British scientists have developed an advanced method of diagnosing tuberculosis (TB), one of the top 10 leading causes of death worldwide.
Researchers from Oxford and Birmingham were able to isolate numerous strains of the TB bacteria with the help of genome sequencing.
This means patients who may have waited months to get the right TB drugs can be diagnosed in just a few days, giving them a greater chance of recovery.
It also reduces the chances of spreading the disease. The scientists were able to determine DNA of different samples in a little more than a week. The CRyPTIC study was published in the Journal of Clinical Microbiology. While it has sufficiently been able to differentiate between the strains, it has also picked up a worrying pattern in relation to drug resistance.
Tim Jinks, the head of the drug-resistant infection department at The Wellcome Trust, a research charity based in London, said: “New tools for faster and more accurate diagnosis of infections are vital, so patients get the most appropriate and most effective treatment, and to help us track and stop drug-resistant infections from spreading.”
The study found one in five global cases of the disease is now resistant to at least one major treatment drug. “Using the MiniSeq System, the workflow from patient sample to results can be completed in 44/16 hours at a reagent cost of £96 (Sh12,416) and £198 (Sh25,608) per sample,” read an abstract of the study.
PENDING APPROVAL AND VALIDATION
Symptoms of TB include a chronic cough accompanied by blood-tinged sputum, fever, sweating at night and weight loss.
The disease, ranked the fourth frequent cause of death in Kenya, is transmitted by people, and the organism cannot survive in the environment. It thrives in crowded conditions such as prisons, refugee camps and slums.
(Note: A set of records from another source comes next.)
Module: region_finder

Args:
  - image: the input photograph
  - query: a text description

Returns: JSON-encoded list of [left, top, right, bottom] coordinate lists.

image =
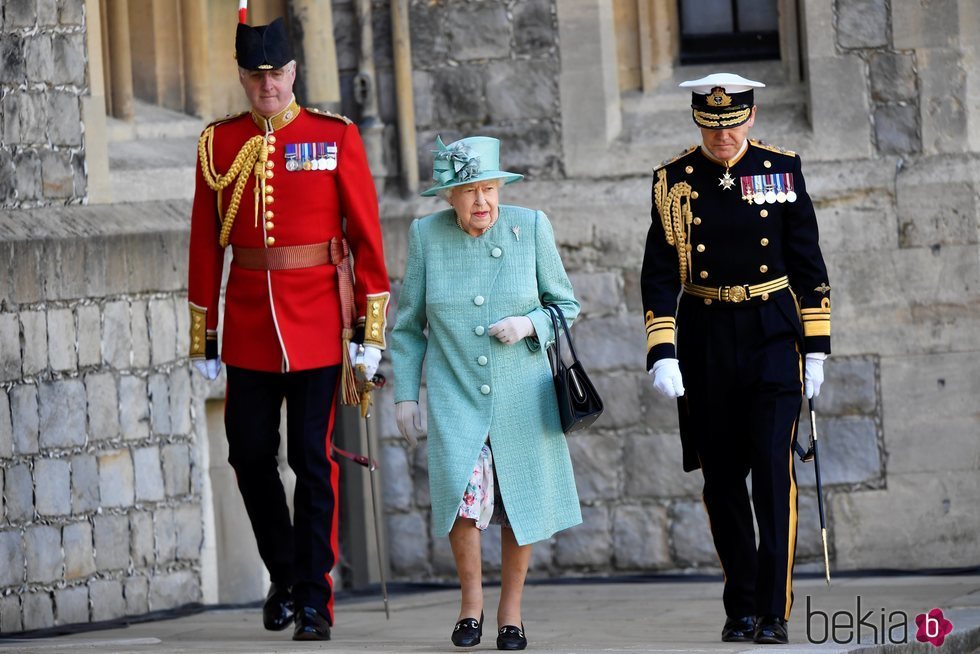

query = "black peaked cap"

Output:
[[235, 18, 293, 70]]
The news comes when the world has stepped up efforts to eliminate a disease that infects 10 million people and kills 1.5 million every year.
In 2015, an estimated 480,000 people worldwide developed multidrug-resistant TB (MDR-TB). A survey carried out last year showed that the number of Kenyans with TB had doubled since 2015, with more men than women being affected. According to the study, 558 out of 100,000 people have TB, almost double the World Health Organisation (WHO) estimate of 233 cases for 100,000.
The highest TB infections were reported among men aged 25 to 34, followed by women over 65. Dr Enos Masini, who heads the National Tuberculosis, Leprosy and Lung Disease Programme, said it was still too early to tell if the new diagnostic tool would be introduced in Kenya. “We only consider a drug or a diagnostic tool based on WHO approval and validation,” said Dr Masini.
He, however, said gene sequencing is used as a second-opinion diagnostic test when two testing tools give conflicting results.
“If for instance, you have two diagnostic kits, say, the Gene Xpert and the sputum culture test and one shows there is drug resistance and the other does not, then we have to do genome sequencing,” he said. Dr Grace Smith, a microbiologist involved in the study, said:
“We are able to provide information on the species of the organism and the drugs to which it may be resistant if it is TB.” According to Public Health England — an agency in the Department of Health in the UK — this is the first time anyone has applied the technique on such a large scale.